In order to ease the financial pressure, Zijin Mining issued 6 billion yuan of convertible bonds in October 2020, and another 2 billion yuan of medium-term notes in November. Continuous blood transfusion has become the main way for Zijin Mining to repay debts, but the essential way to solve the problem is to improve the company’s own hematopoietic capacity to increase liquidity.
Under the premise of limited and declining global resources, Zijin Mining’s future strategy is to “increase geological exploration and at the same time acquire medium and large gold and copper production mining companies to increase the reserves and output of major mineral resources” to achieve this A strategic development goal means that a large amount of cash flow is needed behind it. In August 2020, Zijin Mining increased its leverage ratio due to capital expenditures on acquisitions and construction. Fitch rated Zijin Mining’s long-term issuer default rating and senior unsecured rating. Adjust from “BBB-” to “BB+”.

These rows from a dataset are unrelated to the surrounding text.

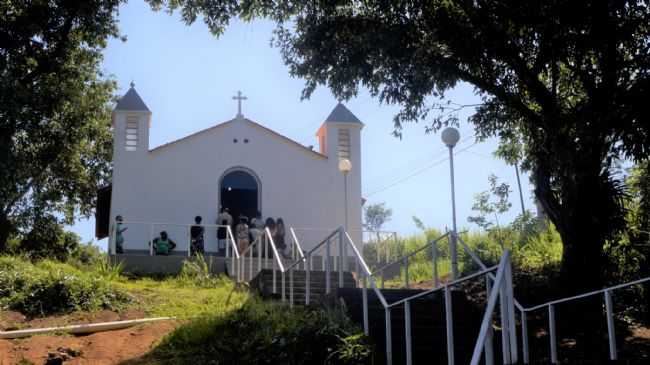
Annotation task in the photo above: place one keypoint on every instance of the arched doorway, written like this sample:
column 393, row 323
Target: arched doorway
column 239, row 192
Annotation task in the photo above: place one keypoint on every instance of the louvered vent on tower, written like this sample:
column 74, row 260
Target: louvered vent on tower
column 344, row 143
column 132, row 134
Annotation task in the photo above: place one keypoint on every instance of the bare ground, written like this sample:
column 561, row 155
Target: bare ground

Judging from Zijin Mining’s financial data, the revenue scale of 136 billion yuan in 2019 is 49% of Rio Tinto’s and 56% of Vale’s. It can be seen that there is still some gap with the giants.
Zijin Mining’s net profit margin is only 4.44%. Compared with the world’s leading mining companies, BHP Billiton, Rio Tinto, and Vale’s 15%-23% net profit margin, there is still a considerable gap, and the net profit margin is the most substantial. It reflects that sales revenue can finally return to an important indicator for the company to form net profit and operating cash flow for business development.
From the perspective of operating costs, the company has been striving to achieve “low-cost investment and operational control capabilities” to reduce costs, but the results were minimal. The changes in the company’s three fees did not substantially change the total cost, and the three fees only accounted for 3% of the total operating cost, which is also a characteristic of the domestic non-ferrous metal mine exploration and mining industry. Want to really reduce operating costs, increase net profit margins, and improve company management capabilities is just one of them. The breakthrough point is technology.
On the one hand, borrowing the new to repay the old, on the other hand, it requires continuous expansion of cash flow. Zijin Mining has a long way to go in the future to resolve capital pressure and mitigate liquidity risks.